Dollar: the city celebrates payment signals in January and speculates about what the Government will do with the exchange rate

Dollar: the city celebrates payment signals in January and speculates about what the Government will do with the exchange rate

The Government also announced that the World Bank and the Inter-American Development Bank (IDB) committed credits for US$8.8 billion intended for both the public and private sectors, but He did not provide details on the disbursement schedule or how much of that amount will be net financing. (that is, how much will be left after the payments committed to those same organizations). Regarding the latter, a report from the SBS Group highlighted that, between November 2024 and December 2025, payments to international organizations (excluding the IMF) amount to around US$4.7bn.

These signals triggered strong increases in Argentine assets: Sovereign bonds in dollars jumped and country risk broke 1,000 for the first time in five years. “The news of the repo (even without the final formal detail of the operation) and the financing of international organizations (although in our opinion the first factor weighs more), boosted Global bonds and the reduction of country risk to the lowest since 2019,” raised S.B.S..

image.png

Likewise, the BCRA maintained its currency buying streak.

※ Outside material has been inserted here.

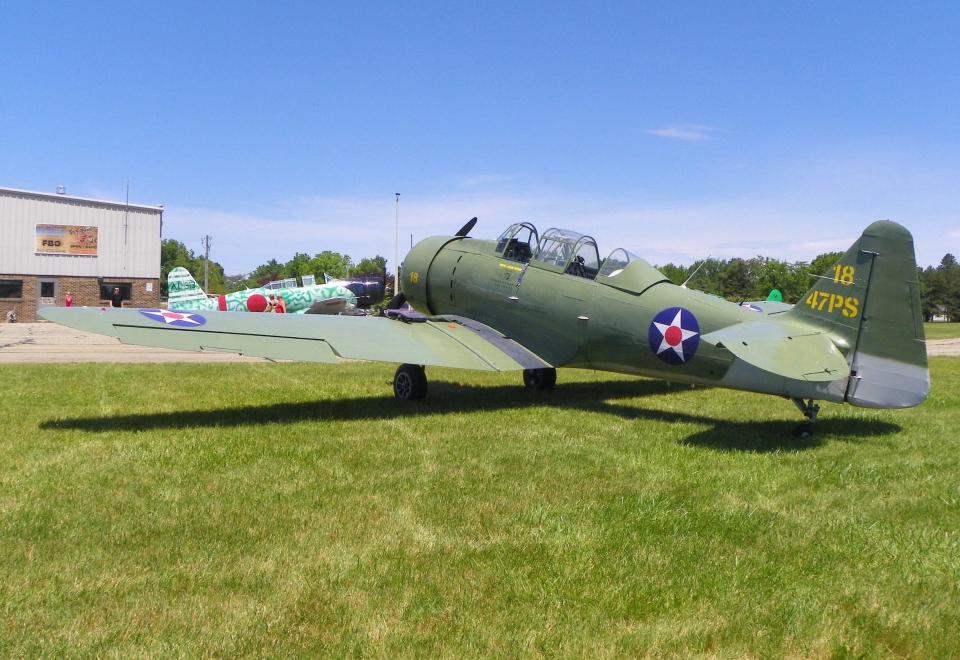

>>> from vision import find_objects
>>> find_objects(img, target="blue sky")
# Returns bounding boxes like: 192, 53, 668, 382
0, 1, 960, 273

In the last week, it was done with US$329 millionwhich raised the accumulated balance in October to US$1,090 million. “A good liquidation of agriculture (also atypical at this time), together with the increase in private loans in dollars, drive a dynamic that few expected weeks ago. We remember that the reason behind this seems to be a market convinced that crawling peg (the exchange table) of 2% monthly of the A3500 exchange rate will remain, which drives both the aforementioned liquidations and the financing in dollarswith a rate in pesos that remains above the crawl,” said the aforementioned report.

Along these lines, a report from the consulting firm Vector analyzed the mechanics of dollar loans: “Exporters can finance themselves in foreign currency but in reality they do not collect dollars, rather they are sold to the BCRA and the credit is obtained in pesos at the official exchange rate. As the market believes that the crawling peg will continue, this allows you to obtain financial profits by carrying out a ‘carry trade’ with Lecap, whose rates are currently around 3.6% monthly. This should be monitored in the future, given that entails risks of future runs on reserves”.

image.png

Bets on the “carry trade” left juicy profits this year (they accumulate 31.8% in dollars, according to economist Nery Persichini) from the exchange rate appreciation and the compression of the gap. They are also based on the expectations installed in the market that the slowdown in inflation will continue its course, as reflected in the prices of financial assets. These expectations are coupled with the idea that the Government will not release the price of the dollar in the medium term, something that is reinforced by the delay in the negotiation with the IMF, which is always prone to demands at the exchange rate level.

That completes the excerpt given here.